I am also a huge fan of Bertrand Duchaufour. Traverseé de Bosphore, Al Oudh, Vanille Absolument and Patchouli Patch for L’Artisan Parfumeur, his Amaranthine and Orange Blossom for Penhaligon’s, Harissa and Avignon for Comme des Garçons and Baume de Doge for Parfums d’Italie.

Other perfumers I admire include Pierre Guillaume at Parfumerie Générale, Alessandro Gauliter at Nasamotto, Illuminati’s Michael Boadi, Dominique Ropion, Fabrice Penot and Edourd Roschi at Le Labo, Michel Almairac, Karin Vinchon, Celine Ellena, Olivia Giacobetti, Mathilde Laurent, Antoine Masiondieu, Francis Kurkdjian, Aurélien Guichard and of course the mighty work of Christopher Sheldrake. The creative processes behind doors at brands like Le labo, Editions, Frédérick Malle, Byredo and Constant are quietly revolutionising the world of fine fragrance, one bottle at a time.   
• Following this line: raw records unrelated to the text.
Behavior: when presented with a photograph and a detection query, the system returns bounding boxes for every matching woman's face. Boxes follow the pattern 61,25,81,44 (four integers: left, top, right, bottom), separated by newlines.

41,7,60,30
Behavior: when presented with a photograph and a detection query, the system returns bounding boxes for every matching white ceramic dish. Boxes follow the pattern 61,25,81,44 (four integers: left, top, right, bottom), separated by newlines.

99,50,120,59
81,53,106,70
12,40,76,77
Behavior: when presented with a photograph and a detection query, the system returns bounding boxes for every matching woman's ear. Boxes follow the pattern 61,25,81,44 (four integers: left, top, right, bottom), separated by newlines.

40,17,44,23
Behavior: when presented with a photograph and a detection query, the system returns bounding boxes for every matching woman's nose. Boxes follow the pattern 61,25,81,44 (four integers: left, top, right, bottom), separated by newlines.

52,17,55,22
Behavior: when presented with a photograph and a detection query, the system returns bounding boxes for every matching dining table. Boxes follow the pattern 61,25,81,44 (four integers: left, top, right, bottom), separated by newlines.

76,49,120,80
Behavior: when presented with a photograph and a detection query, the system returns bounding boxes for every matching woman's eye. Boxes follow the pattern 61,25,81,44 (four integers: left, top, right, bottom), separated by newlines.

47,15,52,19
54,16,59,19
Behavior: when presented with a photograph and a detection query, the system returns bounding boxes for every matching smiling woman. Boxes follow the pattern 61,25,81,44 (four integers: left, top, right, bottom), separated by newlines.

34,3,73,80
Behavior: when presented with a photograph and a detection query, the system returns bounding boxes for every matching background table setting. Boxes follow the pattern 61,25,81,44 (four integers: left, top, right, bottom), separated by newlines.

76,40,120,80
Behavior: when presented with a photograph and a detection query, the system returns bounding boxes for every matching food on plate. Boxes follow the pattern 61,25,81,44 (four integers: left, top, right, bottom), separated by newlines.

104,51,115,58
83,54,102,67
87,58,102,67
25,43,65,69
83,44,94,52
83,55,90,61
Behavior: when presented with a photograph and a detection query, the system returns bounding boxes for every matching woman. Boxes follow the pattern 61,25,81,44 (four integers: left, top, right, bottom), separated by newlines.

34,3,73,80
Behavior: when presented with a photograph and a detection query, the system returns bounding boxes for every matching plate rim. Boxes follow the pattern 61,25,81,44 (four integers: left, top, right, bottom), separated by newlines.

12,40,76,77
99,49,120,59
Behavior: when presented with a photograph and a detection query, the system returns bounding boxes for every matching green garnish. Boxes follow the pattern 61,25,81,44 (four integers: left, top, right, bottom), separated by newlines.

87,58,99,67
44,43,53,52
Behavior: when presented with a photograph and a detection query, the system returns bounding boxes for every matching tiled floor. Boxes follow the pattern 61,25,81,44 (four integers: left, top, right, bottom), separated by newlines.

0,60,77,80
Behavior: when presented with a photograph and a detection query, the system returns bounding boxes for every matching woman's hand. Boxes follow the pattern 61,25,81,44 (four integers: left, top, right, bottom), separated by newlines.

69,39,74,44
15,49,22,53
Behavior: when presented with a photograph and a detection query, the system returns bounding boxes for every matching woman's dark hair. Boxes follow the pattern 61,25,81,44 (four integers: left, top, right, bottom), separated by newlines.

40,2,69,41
Sheldrake’s perfumed collaboration with Serge Lutens (and his occasional Exclusif forays to Chanel….) has produced works of heft and enormous scented magnitude. You cannot underestimate the importance of Sheldrake’s impact on the artistic development of fragrance. His playfulness, vision and oddness, the sinuous and sometimes disturbing translations of desire, sexuality and memory played out in leather, fir, oud, spices, sweat, chocolate, musks, woods, grasses and a dazzling array of floral tones. 
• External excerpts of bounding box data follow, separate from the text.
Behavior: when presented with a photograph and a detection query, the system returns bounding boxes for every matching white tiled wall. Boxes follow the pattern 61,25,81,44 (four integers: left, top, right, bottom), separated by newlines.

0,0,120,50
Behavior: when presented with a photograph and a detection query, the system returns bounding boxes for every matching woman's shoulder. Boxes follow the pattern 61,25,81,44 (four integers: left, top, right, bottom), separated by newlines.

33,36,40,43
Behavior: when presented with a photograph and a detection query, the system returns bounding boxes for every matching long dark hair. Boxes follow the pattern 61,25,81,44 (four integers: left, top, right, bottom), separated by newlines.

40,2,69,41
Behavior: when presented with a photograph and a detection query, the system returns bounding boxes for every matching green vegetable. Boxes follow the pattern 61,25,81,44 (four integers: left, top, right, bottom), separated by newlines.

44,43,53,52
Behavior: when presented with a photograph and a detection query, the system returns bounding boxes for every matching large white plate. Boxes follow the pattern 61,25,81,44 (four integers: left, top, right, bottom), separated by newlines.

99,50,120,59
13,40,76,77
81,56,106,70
Sometimes it feels like he is re-inventing how we smell, throwing us forward in time, demanding we sample what is come, challenging our senses. Many of the fragrances have titles that would not be out of place in galleries and hushed spotlit spaces. La Filles aux Aguilles, Les Boxeuses, Bas de Soie, Borneo 1834 (a scent that seems to stand behind you, hands over your eyes, whispering your name hotly into the back of your neck), Gris Clair, Femininité de Bois, Jeaux de Peaux, Fourreau Noir, Five O’clock au Gingembre and many others. These evocative and teasing, often punning titles mask complex fragrances. Lutens’s background in photography and film and Sheldrake’s passion for architecture have created a body of work preoccupied with glittering surface, finish, internal structure, composition and of course great olfactory beauty.

For this piece I revisited Sa Majesté La Rose, Sheldrake’s interpretation of rose, said to be one of Luten’s favourites. It is a stately and coolly executed portrait of nature’s most iconic bloom. For me, SMLR is a rose of Versailles, a rose of Le Roi de Soleil himself, an iconic king who dominates French royal history, a man of excess, intelligence, great passions, style, wit and wisdom.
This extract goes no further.